Much as Colin Powell deserves a tribute as America’s first Black secretary of state and chairman of the Joint Chiefs of Staff, he was under-recognized as a bridge-builder and champion of political moderation. Powell, who died Monday, was a Republican who dared to challenge his own party’s orthodoxy and tried to avert its drift toward right-wing extremism. The fact that he was later joined in his call for moderation by one of the architects of that rightward lurch — former Vice President Dick Cheney — attests to Powell’s judgment and thoughtful foresight.
Cheney was adamant about launching the 2003 war in Iraq and was willing to engage in the worst forms of political subterfuge to get his way. He enlisted Defense Secretary Donald Rumsfeld in a campaign to deceive Americans — and the world — into believing Iraqi dictator Saddam Hussein possessed weapons of mass destruction.
Powell’s was the loudest and most persistent voice of dissent in President George W. Bush’s administration, arguing that evidence was flimsy and didn’t justify going to war. Cheney and Rumsfeld ridiculed the retired four-star Army general and Vietnam veteran as weak. Their insistence on the Iraqi threat (nonexistent though it later proved to be) convinced Bush that an invasion was necessary. The result was a costly, deadly and highly unpopular war that destabilized the region and wound up drawing troops and resources away from America’s well-justified war in Afghanistan. Both wars ultimately would conclude in humiliating U.S. retreats.

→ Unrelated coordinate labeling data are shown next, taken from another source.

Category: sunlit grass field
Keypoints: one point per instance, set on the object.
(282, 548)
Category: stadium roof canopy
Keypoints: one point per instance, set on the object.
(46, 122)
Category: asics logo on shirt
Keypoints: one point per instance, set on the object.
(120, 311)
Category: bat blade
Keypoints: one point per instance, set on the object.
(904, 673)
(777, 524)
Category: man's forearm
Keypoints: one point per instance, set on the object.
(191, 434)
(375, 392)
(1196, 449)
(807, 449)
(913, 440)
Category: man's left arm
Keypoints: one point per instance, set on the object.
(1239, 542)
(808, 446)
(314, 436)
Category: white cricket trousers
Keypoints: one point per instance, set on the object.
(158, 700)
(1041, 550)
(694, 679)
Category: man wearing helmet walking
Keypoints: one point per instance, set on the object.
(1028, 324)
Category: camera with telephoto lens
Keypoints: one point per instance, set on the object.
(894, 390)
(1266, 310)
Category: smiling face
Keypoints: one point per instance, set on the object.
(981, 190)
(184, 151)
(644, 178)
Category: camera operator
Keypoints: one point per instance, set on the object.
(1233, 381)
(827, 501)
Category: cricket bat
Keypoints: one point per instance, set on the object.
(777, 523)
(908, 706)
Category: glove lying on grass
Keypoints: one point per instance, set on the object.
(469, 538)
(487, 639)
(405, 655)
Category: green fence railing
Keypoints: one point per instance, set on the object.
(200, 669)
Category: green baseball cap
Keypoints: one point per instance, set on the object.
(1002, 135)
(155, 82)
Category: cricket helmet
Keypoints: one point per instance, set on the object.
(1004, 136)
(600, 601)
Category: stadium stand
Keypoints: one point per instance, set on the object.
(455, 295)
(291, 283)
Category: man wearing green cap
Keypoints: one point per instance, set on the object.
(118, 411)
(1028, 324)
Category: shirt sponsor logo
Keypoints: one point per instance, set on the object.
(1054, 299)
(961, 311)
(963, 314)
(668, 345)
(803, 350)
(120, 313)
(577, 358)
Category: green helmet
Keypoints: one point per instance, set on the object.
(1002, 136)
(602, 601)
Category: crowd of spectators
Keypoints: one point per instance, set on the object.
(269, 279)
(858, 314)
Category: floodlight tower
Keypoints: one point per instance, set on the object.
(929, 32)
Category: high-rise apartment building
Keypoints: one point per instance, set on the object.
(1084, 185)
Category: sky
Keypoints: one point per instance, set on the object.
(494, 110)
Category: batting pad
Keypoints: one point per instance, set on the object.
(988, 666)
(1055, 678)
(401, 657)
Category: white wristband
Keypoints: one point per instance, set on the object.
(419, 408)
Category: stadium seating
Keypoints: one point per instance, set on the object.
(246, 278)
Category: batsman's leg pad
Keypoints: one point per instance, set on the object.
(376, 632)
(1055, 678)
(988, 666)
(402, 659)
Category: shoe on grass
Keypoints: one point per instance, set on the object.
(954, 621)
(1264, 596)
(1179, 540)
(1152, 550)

Long before that, however, was Powell’s own humiliation. Bush, under heavy pressure from Cheney, ordered Powell to compile the most persuasive case he could for United Nations support for the Iraq invasion. Powell, an obedient soldier to the end who believed first and foremost in honoring the chain of command, gave a 76-minute Security Council speech aided by enlarged intelligence photos and visual aids purporting to prove that Iraq was developing chemical, biological and nuclear weapons.
Across America, those who dared to question Cheney and Rumsfeld found themselves bombarded with right-wing attacks on their patriotism. Powell recognized that this dangerous trend screamed for correction before it got out of control. After resigning as secretary of state in 2005, he admitted the U.N. speech was a “blot” on his legacy. In 2008, Powell wanted to endorse his longtime friend, Republican Sen. John McCain, for the presidency. But he feared McCain’s choice of Alaska Gov. Sarah Palin as his running mate would pull the GOP even further to the right.
Powell broke with his party and backed Democrat Barack Obama instead. He later endorsed Hillary Clinton’s presidential bid over Donald Trump.
In the ultimate affirmation of Powell’s good judgment, he was joined recently in the call for GOP political moderation by none other than Cheney himself.
Powell was “simply and completely, a leader,” Secretary of State Antony Blinken stated Monday. “ … He gave us his decency.”